Among the items recycled were an estimated 3.2 million lamps and lightbulbs, 195,000 televisions and monitors, and 13 million small appliances.
48% of the e-waste recycled was large household appliances such as dishwashers, ovens and washing machines, which can be returned to retailers for free recycling upon delivery of new appliances.
WEEE Ireland said the 2018 recycling efforts contributed to a saving of equivalent of 220,000 tonnes of CO2 emissions as compared with the same items being diverted to landfill. That is the equivalent of 865 million kilometres driven by passenger vehicles, or the annual carbon consumption of 4,398 hectares of trees.
The level of recycling in Cork is behind numerous other counties including Dublin, Galway, Tipperary, Mayo and Wexford.

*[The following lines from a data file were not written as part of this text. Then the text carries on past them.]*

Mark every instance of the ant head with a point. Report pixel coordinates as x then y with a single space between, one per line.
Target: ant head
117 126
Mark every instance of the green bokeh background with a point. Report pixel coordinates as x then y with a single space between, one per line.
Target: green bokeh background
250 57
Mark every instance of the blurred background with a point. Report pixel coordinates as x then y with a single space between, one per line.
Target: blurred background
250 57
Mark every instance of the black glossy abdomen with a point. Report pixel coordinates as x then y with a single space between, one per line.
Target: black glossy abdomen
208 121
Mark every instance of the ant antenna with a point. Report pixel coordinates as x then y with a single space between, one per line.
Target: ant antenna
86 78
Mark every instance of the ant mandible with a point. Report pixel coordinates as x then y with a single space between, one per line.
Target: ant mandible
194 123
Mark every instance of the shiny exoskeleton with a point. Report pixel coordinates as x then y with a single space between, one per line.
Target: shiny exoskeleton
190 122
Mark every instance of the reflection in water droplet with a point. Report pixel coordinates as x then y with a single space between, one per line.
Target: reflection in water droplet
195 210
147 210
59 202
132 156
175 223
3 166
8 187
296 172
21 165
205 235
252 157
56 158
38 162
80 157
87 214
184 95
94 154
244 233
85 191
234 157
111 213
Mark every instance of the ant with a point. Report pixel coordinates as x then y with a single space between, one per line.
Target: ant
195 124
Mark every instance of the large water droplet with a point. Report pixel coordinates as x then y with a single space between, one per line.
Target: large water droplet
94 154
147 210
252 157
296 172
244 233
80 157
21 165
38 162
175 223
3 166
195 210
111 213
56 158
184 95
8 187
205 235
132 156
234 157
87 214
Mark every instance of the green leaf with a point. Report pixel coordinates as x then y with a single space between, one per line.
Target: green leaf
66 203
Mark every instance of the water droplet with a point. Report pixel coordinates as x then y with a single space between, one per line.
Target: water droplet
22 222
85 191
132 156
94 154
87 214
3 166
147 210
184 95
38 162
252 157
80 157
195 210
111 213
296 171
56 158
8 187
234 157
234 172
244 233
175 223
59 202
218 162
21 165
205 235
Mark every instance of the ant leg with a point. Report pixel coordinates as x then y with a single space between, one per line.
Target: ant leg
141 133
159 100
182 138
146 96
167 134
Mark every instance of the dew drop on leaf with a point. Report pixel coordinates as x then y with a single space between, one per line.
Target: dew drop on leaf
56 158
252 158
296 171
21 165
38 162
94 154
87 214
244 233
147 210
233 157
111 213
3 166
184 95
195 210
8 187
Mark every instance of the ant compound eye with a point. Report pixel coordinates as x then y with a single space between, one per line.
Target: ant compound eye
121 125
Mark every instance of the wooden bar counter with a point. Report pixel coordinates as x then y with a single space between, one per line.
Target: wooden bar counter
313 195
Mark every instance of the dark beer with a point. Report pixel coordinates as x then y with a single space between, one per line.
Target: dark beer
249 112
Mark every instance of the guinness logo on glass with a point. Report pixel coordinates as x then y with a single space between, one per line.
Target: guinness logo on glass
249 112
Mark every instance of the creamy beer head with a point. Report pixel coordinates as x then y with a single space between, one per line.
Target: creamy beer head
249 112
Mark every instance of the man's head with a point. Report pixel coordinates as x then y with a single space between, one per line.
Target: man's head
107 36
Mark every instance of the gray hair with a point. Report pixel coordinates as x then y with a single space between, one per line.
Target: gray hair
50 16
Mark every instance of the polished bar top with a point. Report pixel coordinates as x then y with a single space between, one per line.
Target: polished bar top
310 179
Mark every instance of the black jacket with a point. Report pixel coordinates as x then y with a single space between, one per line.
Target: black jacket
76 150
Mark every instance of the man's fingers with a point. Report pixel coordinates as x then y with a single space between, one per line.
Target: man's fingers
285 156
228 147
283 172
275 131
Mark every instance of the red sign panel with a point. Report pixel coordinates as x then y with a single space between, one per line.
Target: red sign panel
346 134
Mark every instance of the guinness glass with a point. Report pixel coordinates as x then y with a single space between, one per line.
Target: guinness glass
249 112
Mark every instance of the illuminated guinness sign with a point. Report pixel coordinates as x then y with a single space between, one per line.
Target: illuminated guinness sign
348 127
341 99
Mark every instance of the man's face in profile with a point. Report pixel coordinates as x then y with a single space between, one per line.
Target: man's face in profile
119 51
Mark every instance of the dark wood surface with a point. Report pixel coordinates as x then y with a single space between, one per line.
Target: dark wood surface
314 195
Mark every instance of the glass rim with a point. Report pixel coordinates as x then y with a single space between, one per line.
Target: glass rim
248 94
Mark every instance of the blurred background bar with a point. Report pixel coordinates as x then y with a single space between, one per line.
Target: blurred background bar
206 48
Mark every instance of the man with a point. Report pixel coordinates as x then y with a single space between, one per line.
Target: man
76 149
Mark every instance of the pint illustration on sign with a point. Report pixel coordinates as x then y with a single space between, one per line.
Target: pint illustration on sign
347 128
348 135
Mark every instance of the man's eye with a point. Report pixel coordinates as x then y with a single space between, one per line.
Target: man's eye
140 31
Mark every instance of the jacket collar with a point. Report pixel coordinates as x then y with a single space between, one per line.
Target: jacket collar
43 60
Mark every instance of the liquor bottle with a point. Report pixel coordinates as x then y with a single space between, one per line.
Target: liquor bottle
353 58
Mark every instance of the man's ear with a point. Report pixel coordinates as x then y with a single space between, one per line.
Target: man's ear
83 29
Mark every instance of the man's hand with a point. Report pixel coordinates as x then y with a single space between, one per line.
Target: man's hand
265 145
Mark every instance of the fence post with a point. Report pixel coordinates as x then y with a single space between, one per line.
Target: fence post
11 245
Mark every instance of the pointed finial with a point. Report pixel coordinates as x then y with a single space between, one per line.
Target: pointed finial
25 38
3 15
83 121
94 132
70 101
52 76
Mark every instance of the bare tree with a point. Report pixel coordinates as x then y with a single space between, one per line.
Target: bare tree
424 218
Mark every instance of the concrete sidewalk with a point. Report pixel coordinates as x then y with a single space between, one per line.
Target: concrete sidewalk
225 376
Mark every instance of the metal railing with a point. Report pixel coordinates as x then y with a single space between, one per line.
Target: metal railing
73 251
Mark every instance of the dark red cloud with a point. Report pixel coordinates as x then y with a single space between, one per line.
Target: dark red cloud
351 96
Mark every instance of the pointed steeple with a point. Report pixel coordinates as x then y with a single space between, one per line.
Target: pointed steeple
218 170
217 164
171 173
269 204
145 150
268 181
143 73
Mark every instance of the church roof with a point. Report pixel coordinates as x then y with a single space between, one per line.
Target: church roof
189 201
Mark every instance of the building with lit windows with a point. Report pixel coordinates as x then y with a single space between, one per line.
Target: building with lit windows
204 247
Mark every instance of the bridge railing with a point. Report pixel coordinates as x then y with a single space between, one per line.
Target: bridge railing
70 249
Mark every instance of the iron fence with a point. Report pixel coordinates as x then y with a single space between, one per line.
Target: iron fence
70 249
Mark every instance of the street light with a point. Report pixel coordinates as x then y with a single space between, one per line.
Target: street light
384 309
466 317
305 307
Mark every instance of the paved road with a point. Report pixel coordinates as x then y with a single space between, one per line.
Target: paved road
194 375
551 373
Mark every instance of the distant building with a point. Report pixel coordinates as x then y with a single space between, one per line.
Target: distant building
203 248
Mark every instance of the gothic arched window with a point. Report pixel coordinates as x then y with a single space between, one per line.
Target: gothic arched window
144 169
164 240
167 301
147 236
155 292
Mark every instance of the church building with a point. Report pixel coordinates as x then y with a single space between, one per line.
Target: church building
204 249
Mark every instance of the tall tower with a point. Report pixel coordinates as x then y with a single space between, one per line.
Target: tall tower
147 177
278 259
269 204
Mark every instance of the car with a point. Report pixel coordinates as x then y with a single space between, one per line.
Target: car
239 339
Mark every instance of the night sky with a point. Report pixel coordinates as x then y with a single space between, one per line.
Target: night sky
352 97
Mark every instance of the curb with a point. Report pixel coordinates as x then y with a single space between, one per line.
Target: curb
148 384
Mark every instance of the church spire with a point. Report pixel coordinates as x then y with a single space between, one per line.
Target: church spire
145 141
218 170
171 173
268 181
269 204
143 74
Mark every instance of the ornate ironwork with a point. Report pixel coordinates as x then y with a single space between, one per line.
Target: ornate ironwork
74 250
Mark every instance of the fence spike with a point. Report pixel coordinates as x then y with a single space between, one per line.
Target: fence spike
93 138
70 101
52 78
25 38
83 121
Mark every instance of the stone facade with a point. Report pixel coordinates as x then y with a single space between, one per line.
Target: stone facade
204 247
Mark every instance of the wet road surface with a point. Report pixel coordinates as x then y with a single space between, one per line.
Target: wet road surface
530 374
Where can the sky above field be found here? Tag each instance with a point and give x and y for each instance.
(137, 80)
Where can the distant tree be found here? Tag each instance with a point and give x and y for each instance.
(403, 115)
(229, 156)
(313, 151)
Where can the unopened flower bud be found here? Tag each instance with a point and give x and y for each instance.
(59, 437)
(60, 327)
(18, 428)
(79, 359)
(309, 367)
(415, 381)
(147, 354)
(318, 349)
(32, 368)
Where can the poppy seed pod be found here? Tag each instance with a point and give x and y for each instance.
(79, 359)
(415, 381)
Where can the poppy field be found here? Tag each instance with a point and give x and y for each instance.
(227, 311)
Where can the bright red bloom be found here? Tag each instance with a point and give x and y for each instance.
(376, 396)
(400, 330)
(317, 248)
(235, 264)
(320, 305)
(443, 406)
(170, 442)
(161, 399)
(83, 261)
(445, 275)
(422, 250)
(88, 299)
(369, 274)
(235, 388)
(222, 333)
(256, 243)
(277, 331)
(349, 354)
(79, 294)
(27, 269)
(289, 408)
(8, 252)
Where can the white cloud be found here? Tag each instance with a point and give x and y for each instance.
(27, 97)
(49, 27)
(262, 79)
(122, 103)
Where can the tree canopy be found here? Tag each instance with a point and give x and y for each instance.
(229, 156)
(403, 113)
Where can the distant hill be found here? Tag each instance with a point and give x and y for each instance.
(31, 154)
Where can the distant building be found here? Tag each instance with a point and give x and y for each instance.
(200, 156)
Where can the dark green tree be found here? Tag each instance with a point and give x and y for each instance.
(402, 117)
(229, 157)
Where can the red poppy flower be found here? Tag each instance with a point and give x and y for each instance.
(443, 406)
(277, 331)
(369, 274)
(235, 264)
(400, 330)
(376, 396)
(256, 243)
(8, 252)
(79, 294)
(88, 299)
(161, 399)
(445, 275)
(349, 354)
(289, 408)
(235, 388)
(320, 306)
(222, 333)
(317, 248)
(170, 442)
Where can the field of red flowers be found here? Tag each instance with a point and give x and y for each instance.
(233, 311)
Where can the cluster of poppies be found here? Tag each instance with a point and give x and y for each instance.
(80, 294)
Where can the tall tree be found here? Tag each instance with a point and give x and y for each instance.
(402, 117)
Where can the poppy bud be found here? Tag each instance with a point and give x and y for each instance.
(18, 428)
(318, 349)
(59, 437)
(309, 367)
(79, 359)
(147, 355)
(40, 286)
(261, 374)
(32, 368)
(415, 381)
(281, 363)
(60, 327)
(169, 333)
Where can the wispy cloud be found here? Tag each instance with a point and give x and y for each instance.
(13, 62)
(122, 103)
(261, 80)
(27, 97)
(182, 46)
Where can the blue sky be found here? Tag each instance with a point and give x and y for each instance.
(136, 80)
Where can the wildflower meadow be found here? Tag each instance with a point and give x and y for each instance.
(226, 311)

Leo Donovan, CEO of WEEE Ireland said they were proud of the national results. “While the 2018 report sets new e-waste recycling records, we cannot become complacent. We will only achieve long-term change and benefits for the environment if we continue to manage our e-waste responsibly."
"Maintaining the 65% collection rate in 2019 and beyond means WEEE Ireland must collect 12% more e-waste in the next year. Everyone can play their part in achieving this national target by recycling their WEEE, waste batteries and lighting equipment for free at their nearest Local Authority Recycling centre and participating electrical retailers.”